Mauricio,
Unless you changed the API so that the DTO being used is not the same as
the entity, your rewrite with CDI/etc. has the same fundamental problem.
Thanks,
Marco
12-09-12 23:16, Salaboy:
I'm on PTO now, but that's or of the reason why I choose to
use cdi/weld/seam to re write the ht module, the extended persistence context and the
programming model push you to avoid having those issues. As soon as I came back I will
finish the spring integration and I will try to deliver a feature complete alpha module.
Cheers
Sent from my iPhone
On 12 Sep 2012, at 12:16, Maciej Swiderski <mswiders(a)redhat.com> wrote:
> Marco, another way could be to ensure transaction is started when taskservicesession
is created and closed (committed/rolledback) when taskservicesession is disposed, I did
that for a fix on
https://issues.jboss.org/browse/JBPM-3763 which is on postgresql and
worked fine. So that way we ensure that session.write is in transaction as well. Of course
not tested all possible cases but worked for main ones.
>
> Wdyt?
>
> Maciej
>
> On 12.09.2012 12:22, Marco Rietveld wrote:
>> Hi Maciej and Mauricio,
>>
>> I'm struggling to find a good solution for a problem and was hoping to get
your advice about the following.
>>
>>
>> The human-task service uses it's entities as DTO's, namely the Task
class/instances.
>>
>> However, we use Hibernate, which uses lazy-loading, which means that Hibernate
substitutes proxy instances in collections until the actual collection elements are
needed.
>>
>> With Hibernate 3, we miraculously were able to avoid any large problems. However,
testing with EAP 6 has uncovered situations, primarily with postgresql, in which this
strategy (entity as DTO) just won't work.
>>
>> The problem is that even if all the "persistence" work is done in one
tx, the collections are still lazily-loaded. That means if a task service operation has to
return a Task instance, that the serialization of the Task object (when it's being
sent) triggers the loading of entities. Due to postgresql's Large Object facility,
this means that there needs to be a transaction around this action. Because we don't
surround the session.write(resultsCmnd); operation with a tx, we get an exception.
>>
>> (To tell the truth, I don't understand why this worked with Hibernate 3.. )
>>
>> As I've been writing this, I've come up with a couple of solutions:
>>
>> 1. Turn off lazy-loading for all entities.

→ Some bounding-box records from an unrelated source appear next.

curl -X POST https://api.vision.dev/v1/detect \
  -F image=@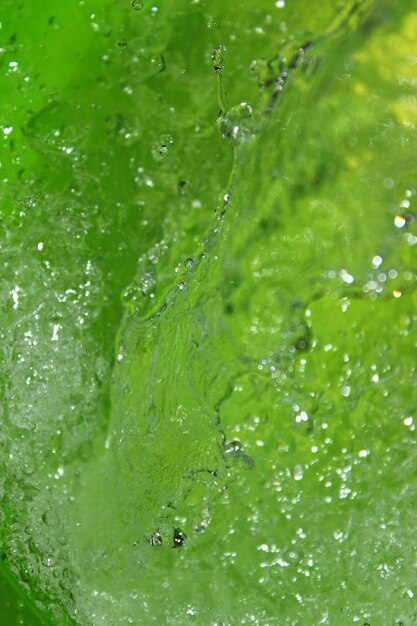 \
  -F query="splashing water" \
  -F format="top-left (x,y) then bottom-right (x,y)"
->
top-left (0, 0), bottom-right (417, 626)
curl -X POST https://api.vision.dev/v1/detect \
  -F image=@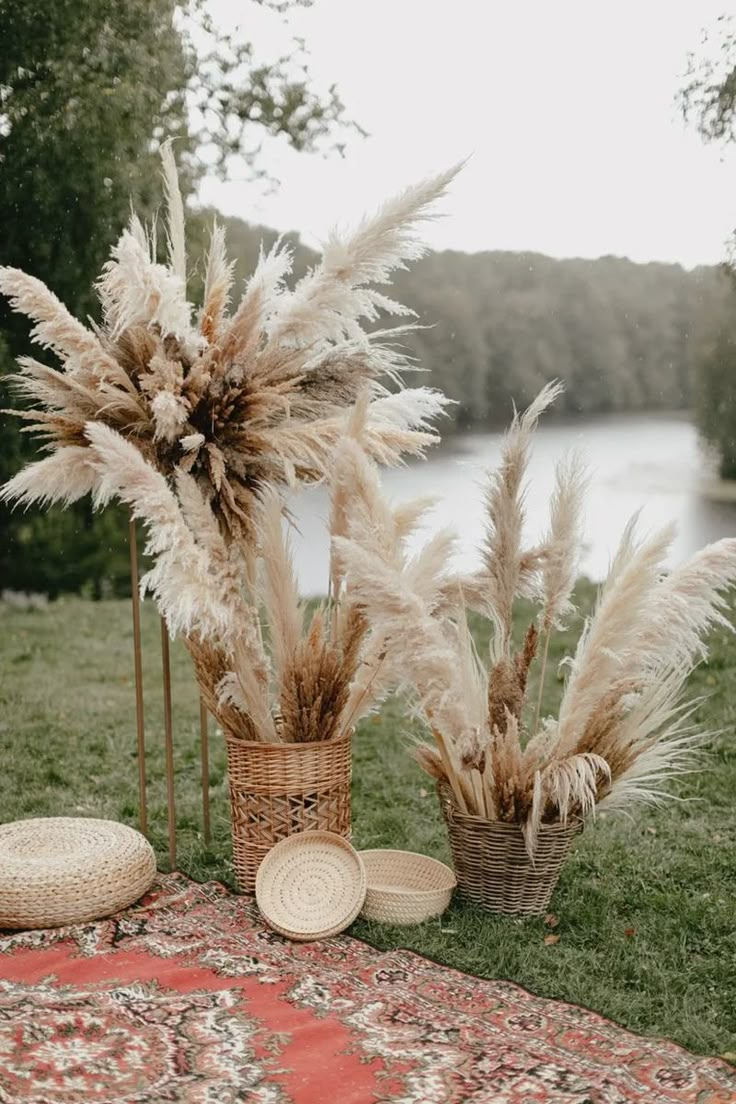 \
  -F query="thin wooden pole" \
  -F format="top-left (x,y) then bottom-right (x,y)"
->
top-left (200, 698), bottom-right (210, 847)
top-left (161, 617), bottom-right (177, 870)
top-left (128, 518), bottom-right (148, 836)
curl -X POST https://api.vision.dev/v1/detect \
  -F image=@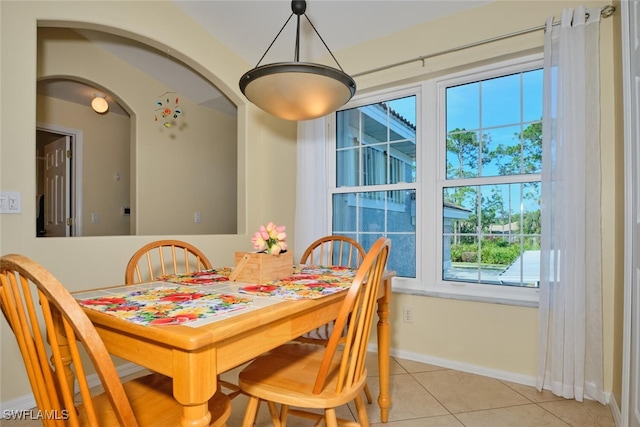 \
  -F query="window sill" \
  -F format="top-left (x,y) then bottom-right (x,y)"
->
top-left (392, 282), bottom-right (538, 308)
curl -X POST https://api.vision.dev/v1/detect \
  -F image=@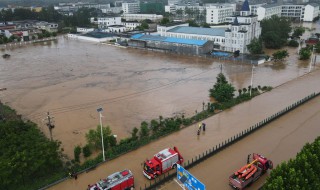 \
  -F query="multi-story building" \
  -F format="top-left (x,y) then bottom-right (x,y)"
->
top-left (225, 0), bottom-right (261, 53)
top-left (121, 14), bottom-right (163, 22)
top-left (91, 17), bottom-right (121, 29)
top-left (303, 3), bottom-right (319, 22)
top-left (257, 3), bottom-right (319, 21)
top-left (206, 4), bottom-right (236, 24)
top-left (122, 3), bottom-right (140, 14)
top-left (257, 4), bottom-right (282, 21)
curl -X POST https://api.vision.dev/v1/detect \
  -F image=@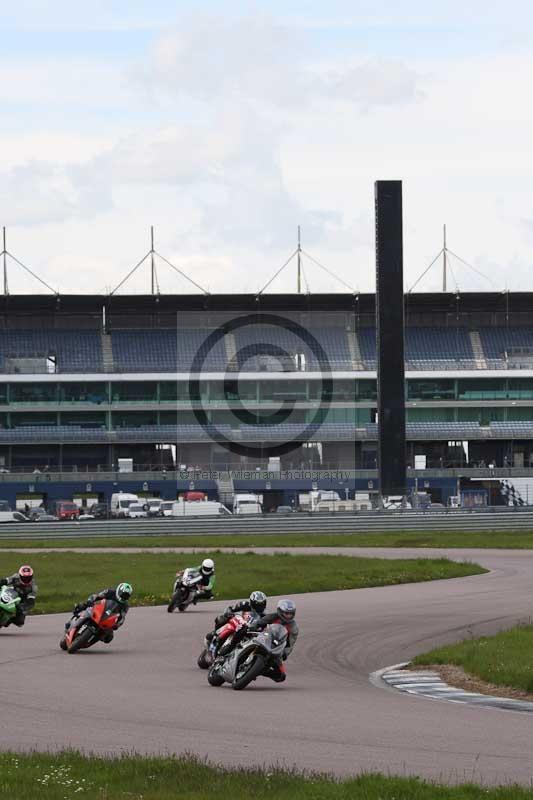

>> 2. Force the loading of all relevant entities by going through the object tree
(task.getPeopleAssignments().size(), etc.. )
>> 3. Put a transaction around session.write(resultsCmnd);
>>
>> Option 1 has a big impact on performance, especially if we start talking about
high-volumes.
>> Option 2 has a slightly larger impact on performance but Option 3 seems a little
bit ugly to me.
>>
>>
>> Are there any options I missed? Any advice or comments?
>>
>> Thanks,
>> Marco
>>
>> PS. This is (IMHO) one of the reasons we need to rewrite human-task. I've
been working on a proposal/POC, but the important thing is that certain problems that we
have now aren't also present in the rewritten version.